それでもあたしの家族から伝えられている事を想うと、
ここは嘘をついてでも、頷かなくてはいけないのでしょうか……、
そんなあたしの長い逡巡を気にせずに、
三尾くんは言葉を続けた。
「わいさは正直もう門の外の世界に帰りたくないよ……。あそこではわいさは場を乱し狂わせ、忌避という忌避の連続の存在だった。ここなら異能を持っている事そのものが普通の事なんだ。ここに骨を埋めたくなる気持ちが理解できちまうんだよ……」
今のあたしにできる事は、
沈黙し、傾聴する事だけです。
多分この感情が沈痛と呼ばれるもの……、
しかし一転、
「っ……なっ……、なーんてなっ♪ 悪い早水、今言った事は忘れてくれ」
それから、
「わいさはいつでもご機嫌さ♪」と、
三尾くんは言いました。
その直後に天から、
まるでしとしととした泣き声の様な、
雨が降って参りました。
………………
…………
……
雨の中傘を持たないあたし達、
今朝の自室のテレビで見た天気予報は、
本日は意地悪の様です。
傍らの三尾氏は、雨空を見上げて呆れ返り、
「春雨じゃ、濡れてまいろう……か、ここは空まで優しいんだな」
そんな事を呟いています。
それも風情に感じているのかしら。
「あのよ早水?」
「はい」
三尾氏は立ち止まりまっすぐあたしを見て、
それに応えるあたしはドキッとしてしまう。
「わいさはたくさん夢を持っている。野球がしたい、ジャズがしたい、友だちが欲しい……、そんなたくさんある夢のひとつに、ダチにあだ名で呼んでもらいたいってのがある。

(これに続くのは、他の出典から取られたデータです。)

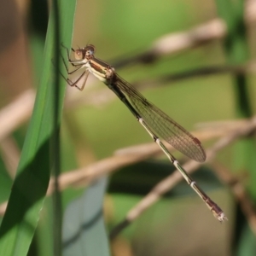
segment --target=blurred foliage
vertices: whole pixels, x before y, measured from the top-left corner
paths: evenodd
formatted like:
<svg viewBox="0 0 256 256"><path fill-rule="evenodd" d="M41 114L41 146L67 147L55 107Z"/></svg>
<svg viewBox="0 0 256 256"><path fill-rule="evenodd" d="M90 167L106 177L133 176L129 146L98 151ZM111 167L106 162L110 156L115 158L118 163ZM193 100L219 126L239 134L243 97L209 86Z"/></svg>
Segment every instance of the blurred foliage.
<svg viewBox="0 0 256 256"><path fill-rule="evenodd" d="M4 62L5 73L0 68L0 95L1 100L4 102L14 98L20 90L24 90L31 84L36 88L35 84L38 84L41 74L44 73L42 53L45 26L48 23L45 7L46 1L41 1L40 3L32 1L30 6L20 6L18 9L20 20L23 18L26 20L23 24L26 24L29 28L26 31L21 29L20 33L24 33L27 44L24 44L26 47L22 44L23 49L19 50L26 53L25 62L29 64L13 63L12 58L12 65L8 61ZM243 8L243 1L241 0L162 0L160 3L155 0L79 0L75 12L73 47L84 47L86 44L92 44L96 46L96 56L111 64L114 60L136 55L149 49L154 40L165 34L186 31L219 16L227 22L229 28L229 34L224 41L209 42L172 57L160 58L151 64L134 64L117 72L132 84L134 81L158 78L170 73L213 65L237 64L255 58L256 54L253 51L255 25L245 27L242 20ZM239 27L237 24L240 24ZM61 28L65 32L66 27L61 26ZM20 41L16 38L14 45L18 44L17 42ZM236 46L236 44L238 46ZM237 49L239 54L236 52ZM239 60L236 57L237 55ZM1 60L3 61L6 59ZM20 61L20 59L17 60ZM22 68L26 67L29 75L24 77ZM9 73L14 79L7 79L6 70L14 70ZM17 76L15 79L14 74ZM170 82L166 86L159 84L143 90L143 94L191 131L198 122L241 117L240 103L246 103L250 108L247 112L249 115L243 116L253 114L255 112L255 103L252 102L256 93L253 86L255 79L255 75L247 74L241 79L245 84L241 84L240 89L246 87L247 96L240 100L239 96L241 96L236 84L241 79L230 73L178 80ZM17 81L20 83L17 84ZM90 86L92 84L94 86ZM84 104L84 96L100 91L102 88L104 84L93 80L91 77L83 92L67 88L61 132L63 172L112 155L117 148L150 142L148 134L118 99L103 104L99 102L96 108ZM77 101L78 104L73 106L69 104L71 101ZM23 126L15 133L15 138L20 148L25 131ZM256 172L253 170L256 166L252 160L255 151L254 140L251 137L247 140L253 144L249 148L240 146L240 142L219 152L217 159L227 168L236 170L236 173L239 172L241 177L249 175L249 177L243 178L242 181L255 201ZM0 196L1 201L4 201L10 193L12 181L6 174L6 166L2 160L0 168ZM217 223L194 191L182 183L122 232L113 242L113 255L254 255L255 237L248 228L240 207L236 205L229 188L224 188L218 181L213 170L209 166L203 166L201 169L195 174L195 179L223 207L229 222L223 224ZM119 170L109 182L108 194L105 200L104 210L108 230L122 220L129 209L157 182L169 175L172 170L169 163L160 160L142 162ZM91 184L92 189L93 186ZM105 184L99 189L102 192ZM103 193L100 192L97 196L102 196ZM90 195L92 196L89 200L90 201L93 201L93 195ZM96 196L96 195L97 193ZM84 219L83 214L86 213L85 210L81 212L79 210L79 203L87 203L84 188L69 188L65 189L62 195L63 207L67 207L69 211L66 214L73 211L77 217L73 218L78 225ZM89 208L93 210L100 205L101 200L98 200L97 203L91 203ZM54 255L53 212L51 200L47 199L40 214L30 255ZM72 225L71 218L65 220L64 225ZM84 230L87 233L84 236L84 230L81 230L77 242L80 244L86 243L88 230ZM95 230L95 233L91 233L95 237L99 236L106 238L102 226ZM89 233L90 236L91 234Z"/></svg>

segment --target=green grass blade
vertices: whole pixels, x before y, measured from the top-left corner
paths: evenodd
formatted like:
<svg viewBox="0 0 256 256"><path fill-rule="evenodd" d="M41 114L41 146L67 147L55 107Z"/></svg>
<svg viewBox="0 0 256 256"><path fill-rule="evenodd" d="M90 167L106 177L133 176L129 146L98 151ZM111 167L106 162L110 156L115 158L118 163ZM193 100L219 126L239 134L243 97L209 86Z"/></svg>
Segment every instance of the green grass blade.
<svg viewBox="0 0 256 256"><path fill-rule="evenodd" d="M63 224L63 254L109 256L102 204L107 177L91 184L67 208Z"/></svg>
<svg viewBox="0 0 256 256"><path fill-rule="evenodd" d="M71 44L76 1L59 1L62 42ZM17 175L0 227L0 255L26 255L49 180L49 144L54 132L54 20L50 15L42 78L26 137ZM60 124L65 86L60 88Z"/></svg>

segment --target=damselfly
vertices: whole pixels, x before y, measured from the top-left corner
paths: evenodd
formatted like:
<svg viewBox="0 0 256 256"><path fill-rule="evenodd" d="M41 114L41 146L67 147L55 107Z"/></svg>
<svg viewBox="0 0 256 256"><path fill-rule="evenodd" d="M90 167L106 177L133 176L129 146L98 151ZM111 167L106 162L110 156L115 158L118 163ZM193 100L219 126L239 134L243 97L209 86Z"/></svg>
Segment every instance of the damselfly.
<svg viewBox="0 0 256 256"><path fill-rule="evenodd" d="M70 86L75 86L83 90L90 73L102 81L116 96L125 104L131 113L136 117L143 128L148 132L160 149L169 158L173 166L180 172L189 185L199 195L211 212L220 222L227 219L221 208L212 201L210 197L195 183L192 177L182 167L176 158L168 151L159 137L162 137L188 157L203 162L206 160L206 153L201 142L193 137L180 125L172 119L164 112L148 102L131 84L120 78L114 68L109 64L96 58L95 46L89 44L78 49L72 49L75 60L69 56L68 49L62 45L66 50L69 63L76 68L69 72L67 65L62 57L68 74L74 73L79 69L85 68L83 73L73 82L68 78L65 79ZM82 85L79 86L79 82Z"/></svg>

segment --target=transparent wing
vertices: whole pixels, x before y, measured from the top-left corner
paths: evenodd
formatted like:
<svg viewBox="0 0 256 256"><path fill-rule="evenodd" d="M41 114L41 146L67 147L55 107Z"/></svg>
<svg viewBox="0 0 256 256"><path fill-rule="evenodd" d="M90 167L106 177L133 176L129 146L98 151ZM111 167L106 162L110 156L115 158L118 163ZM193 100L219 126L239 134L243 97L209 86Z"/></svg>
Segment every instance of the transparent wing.
<svg viewBox="0 0 256 256"><path fill-rule="evenodd" d="M116 84L158 137L196 161L203 162L206 160L206 153L196 137L149 102L131 84L118 75Z"/></svg>

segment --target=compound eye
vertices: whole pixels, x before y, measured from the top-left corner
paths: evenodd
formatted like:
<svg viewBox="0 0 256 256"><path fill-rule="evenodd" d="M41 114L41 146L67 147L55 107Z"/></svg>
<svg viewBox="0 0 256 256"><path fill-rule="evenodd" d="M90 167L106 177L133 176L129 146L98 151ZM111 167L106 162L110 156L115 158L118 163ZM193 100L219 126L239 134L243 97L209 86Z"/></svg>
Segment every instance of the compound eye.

早水が良ければ、わいさにあだ名をつけて、三尾氏と敬語は、もう、やめてもらえませんか?」
最後の「やめてもらえませんか?」の声音から受ける、
切なく真摯なもの、
複雑過ぎて理解の及ばない自身の感情に戸惑いますが、
これは友だちからの信頼だと、
ついに覚えます。
だからこそ、
春雨の中、もう少しでふたりの道は別々になりそうな空気。
「三尾くんの名前って、どういう想いから名付けられたの?」
内心では……おっかなびっくりの、それでも、大切な質問。
「有難う早水。親から直接聞いた事はないが、わいさは、正しく広く通じゆきわたる公平さを持ちなさいって、そう理解している。早水も教えてくれるか?」
あたしは迷いません。
「君へと捧ぐ華、それだけです」
「そうやって聴くと不思議な響きの早水の名前も、凛とするな」
ふと、
春雨に濡れたお互いの、
なんとも情けない顔を突き合わせて、
からからと笑い出す合間に、
雨は止み、
光の差し込む岐路へと着き、
「今日はここまでだな。じゃあな早水」
ぶっきらぼうの中にもあたたかみ、
切っても切れないリズム隊二名。
これから大いに頼りにするであろう、
逞しい背中に、
「じゃあね、せーこーっ♪」
真っ赤に顔が染め上がる、
あだ名を告げるあたしに、
せーこーは振り向かず、一安心。
ただ左腕を少し高く上げて、
ひらひらと左手をスウィングさせて、
きっと意気投合を寄越します。
あたしは今日、
誰かの夢を叶えてあげられるという、
大役を仰せつかった喜びを、
愚かな程の詩句を一斉に言葉に発し、
日記へと書き連ねて、
眠りに就いたので御座居ます。
みらいはかみのみぞしる。
きぼうはある? それともぜつぼう?
めさきのものをこなすしかないです。